Pescaria deixa Reino Unido e França em pé de guerra
Países travam disputa pelo direito de pescar em águas territoriais britânicas, no Canal da Mancha, e tensão fica elevada após o Brexit
De quem são os peixes que o Reino Unido e a França disputam, afinal? A queda de braço entre os vizinhos separados pelo Canal da Mancha segue na conta do Brexit – a saída dos britânicos da União Europeia.
A nova burocracia que, desde janeiro, dita as regras da relação deu origem a desentendimentos. E a confusão sobre o direito de pesca levou a tensão a ponto de ebulição.
Pelo menos no discurso. Teve ameaça por parte da França de cortar a luz que é levada por cabos submarinos do continente à ilha britânica de Jersey e até a mobilização de navios da Real Marinha Britânica, mantidos em prontidão para a eventual necessidade de interceptar pesqueiros franceses.
A questão técnica parece clara. Agora, para pescar em águas territoriais britânicas, os europeus precisam de licenças emitidas pelas autoridades do Reino Unido. E vice-versa.
O documento só é concedido a quem provar que já atuava na área entre fevereiro de 2017 e janeiro do ano passado, o que não é fácil, principalmente para pequenos pesqueiros.
Sem um acordo que agilize a burocracia, o que se vê são entregas atrasadas, peixes estragando nos portos, prateleiras vazias em supermercados e até a falência de empresas, sobretudo familiares.
Na semana passada, em vez de malas de passageiros, saíram em uma das esteiras do Terminal 5 do aeroporto de Heathrow dezenas de caixas de peixes congelados.
A pendenga afeta a qualidade do produto, que tem pouco tempo para ir do mar à mesa. Viajar de avião pode ser mais rápido (e caro).
Em janeiro deste ano, em um discurso no Parlamento que entrou para o anedotário político, o conservador Jacob Rees-Mogg, líder da Câmara dos Comuns, afirmou que os “os peixes estavam melhor e mais felizes” porque “agora são britânicos”.
Ele respondia ao líder do Partido Nacional Escocês, Tommy Sheppard, que falou em “desastre da pesca” do Brexit e pediu que os pescadores na Escócia fossem compensados.
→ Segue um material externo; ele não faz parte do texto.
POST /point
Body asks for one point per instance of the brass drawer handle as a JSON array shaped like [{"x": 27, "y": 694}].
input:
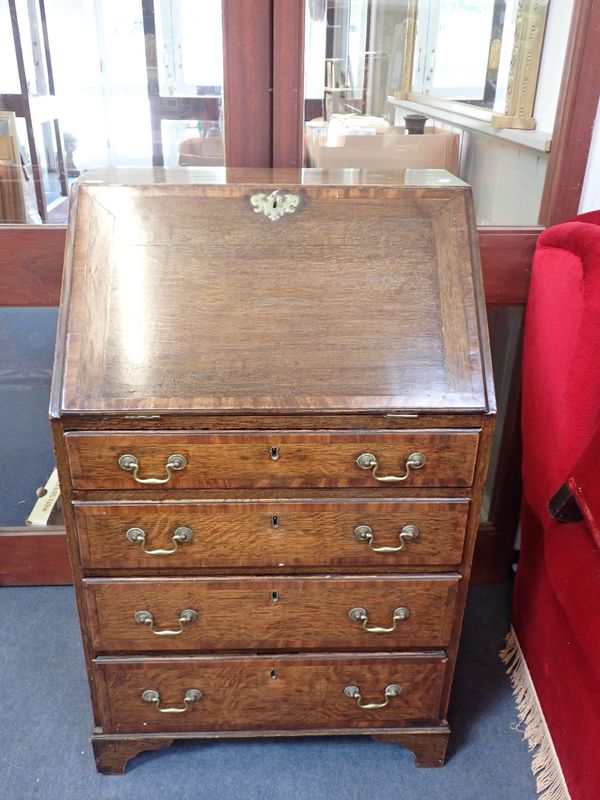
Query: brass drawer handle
[
  {"x": 181, "y": 535},
  {"x": 129, "y": 463},
  {"x": 360, "y": 615},
  {"x": 353, "y": 692},
  {"x": 369, "y": 461},
  {"x": 146, "y": 618},
  {"x": 191, "y": 696},
  {"x": 409, "y": 533}
]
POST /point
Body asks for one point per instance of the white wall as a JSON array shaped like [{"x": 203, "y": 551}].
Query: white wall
[
  {"x": 590, "y": 196},
  {"x": 551, "y": 65}
]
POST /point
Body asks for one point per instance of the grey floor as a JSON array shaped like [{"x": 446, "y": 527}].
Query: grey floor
[{"x": 45, "y": 721}]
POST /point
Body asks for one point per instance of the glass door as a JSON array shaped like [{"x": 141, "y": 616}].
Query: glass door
[{"x": 184, "y": 62}]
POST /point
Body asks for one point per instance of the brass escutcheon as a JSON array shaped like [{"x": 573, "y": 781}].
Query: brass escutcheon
[{"x": 275, "y": 204}]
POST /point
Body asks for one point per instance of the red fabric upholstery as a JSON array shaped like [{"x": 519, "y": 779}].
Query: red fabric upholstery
[
  {"x": 584, "y": 483},
  {"x": 557, "y": 593}
]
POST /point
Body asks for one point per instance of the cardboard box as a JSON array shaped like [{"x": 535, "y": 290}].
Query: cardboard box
[{"x": 394, "y": 149}]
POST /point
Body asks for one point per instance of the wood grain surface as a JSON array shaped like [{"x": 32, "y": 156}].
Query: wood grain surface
[
  {"x": 173, "y": 308},
  {"x": 251, "y": 534},
  {"x": 277, "y": 692},
  {"x": 277, "y": 614},
  {"x": 243, "y": 460}
]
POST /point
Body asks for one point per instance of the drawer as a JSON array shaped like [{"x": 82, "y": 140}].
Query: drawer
[
  {"x": 271, "y": 459},
  {"x": 270, "y": 613},
  {"x": 267, "y": 534},
  {"x": 284, "y": 693}
]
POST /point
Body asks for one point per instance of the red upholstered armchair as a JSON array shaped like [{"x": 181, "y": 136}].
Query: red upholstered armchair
[{"x": 553, "y": 652}]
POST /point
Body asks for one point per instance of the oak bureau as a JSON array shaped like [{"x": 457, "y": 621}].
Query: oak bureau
[{"x": 272, "y": 409}]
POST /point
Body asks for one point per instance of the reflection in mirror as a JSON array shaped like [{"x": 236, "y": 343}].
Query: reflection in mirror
[
  {"x": 460, "y": 45},
  {"x": 140, "y": 82},
  {"x": 27, "y": 337}
]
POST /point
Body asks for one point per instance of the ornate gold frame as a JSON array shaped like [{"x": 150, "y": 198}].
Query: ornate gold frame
[{"x": 524, "y": 67}]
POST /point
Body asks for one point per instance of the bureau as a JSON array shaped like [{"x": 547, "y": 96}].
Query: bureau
[{"x": 272, "y": 410}]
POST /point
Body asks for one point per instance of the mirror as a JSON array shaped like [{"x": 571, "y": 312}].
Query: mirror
[{"x": 482, "y": 53}]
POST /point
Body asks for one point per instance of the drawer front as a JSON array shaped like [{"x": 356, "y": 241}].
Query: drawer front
[
  {"x": 270, "y": 614},
  {"x": 270, "y": 693},
  {"x": 234, "y": 535},
  {"x": 274, "y": 459}
]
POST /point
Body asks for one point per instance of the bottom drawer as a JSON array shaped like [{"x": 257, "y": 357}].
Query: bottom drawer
[{"x": 298, "y": 692}]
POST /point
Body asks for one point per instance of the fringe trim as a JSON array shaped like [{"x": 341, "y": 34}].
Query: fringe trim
[{"x": 550, "y": 781}]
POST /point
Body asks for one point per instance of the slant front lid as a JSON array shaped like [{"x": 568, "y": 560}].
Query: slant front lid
[{"x": 271, "y": 290}]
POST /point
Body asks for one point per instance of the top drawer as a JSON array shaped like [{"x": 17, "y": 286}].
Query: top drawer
[{"x": 184, "y": 460}]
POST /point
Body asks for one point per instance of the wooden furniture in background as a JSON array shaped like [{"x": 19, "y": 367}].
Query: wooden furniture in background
[
  {"x": 272, "y": 459},
  {"x": 36, "y": 102}
]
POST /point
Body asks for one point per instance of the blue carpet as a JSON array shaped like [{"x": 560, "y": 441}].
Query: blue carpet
[{"x": 45, "y": 722}]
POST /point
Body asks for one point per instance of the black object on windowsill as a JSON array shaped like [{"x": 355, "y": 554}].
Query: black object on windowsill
[{"x": 415, "y": 123}]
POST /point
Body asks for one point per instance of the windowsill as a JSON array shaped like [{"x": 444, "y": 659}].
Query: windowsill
[{"x": 533, "y": 140}]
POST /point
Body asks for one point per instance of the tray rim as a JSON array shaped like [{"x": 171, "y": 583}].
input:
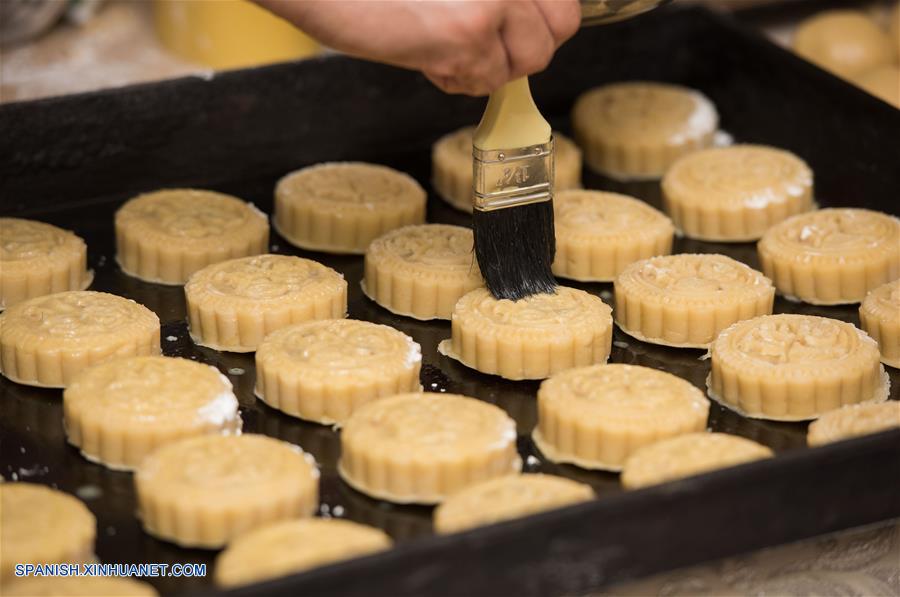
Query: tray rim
[{"x": 485, "y": 539}]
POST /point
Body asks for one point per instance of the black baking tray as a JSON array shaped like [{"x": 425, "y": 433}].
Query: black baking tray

Por enquanto, comunidades de um lado e outro do canal estão sendo afetadas.
Saiba mais
Peixes da família real
A disputa pelas águas territoriais não é nova. Há séculos Reino Unido e França brigam pelo direito de explorar os recursos marítimos.
Curiosamente, pela lei em vigor desde 1324 no Reino Unido, baleias, golfinhos e esturjões que circulam nos mares do reino a uma distância de até cinco quilômetros da costa pertencem a ninguém menos do que à rainha Elizabeth II.
Em 2004, um pescador que fisgou um esturjão de quase três metros, nas proximidades do País de Gales, teve de pedir autorização à monarca para vendê-lo.
Guerra do Bacalhau
No anos 1950 e 1970, o Reino Unido se viu num papel inverso, quando a Islândia suspendeu um acordo antigo e excluiu os pescadores britânicos de suas águas territoriais.
No auge da chamada Guerra do Bacalhau, uma fragata da Marinha real chegou a colidir com uma canhoneira islandesa.
Limites
No século XVIII, chegou-se a um entendimento sobre o que seriam os limites das águas territoriais europeias: três milhas da costa, mais ou menos o alcance de uma bala de canhão.
Mais tarde, no século XX, quando os armamentos ficaram muito mais potentes, o assunto voltou às mesas de negociação. A bala de canhão já não era mais parâmetro. E os peixes perderam o peso quando são comparados à exploração de minerais, como o petróleo.
Acertou-se, em um acordo nas Nações Unidas, que o limite passaria a 200 milhas. Alguns países como os Estados Unidos, contudo, nunca ratificaram a Convenção sobre o Direito do Mar.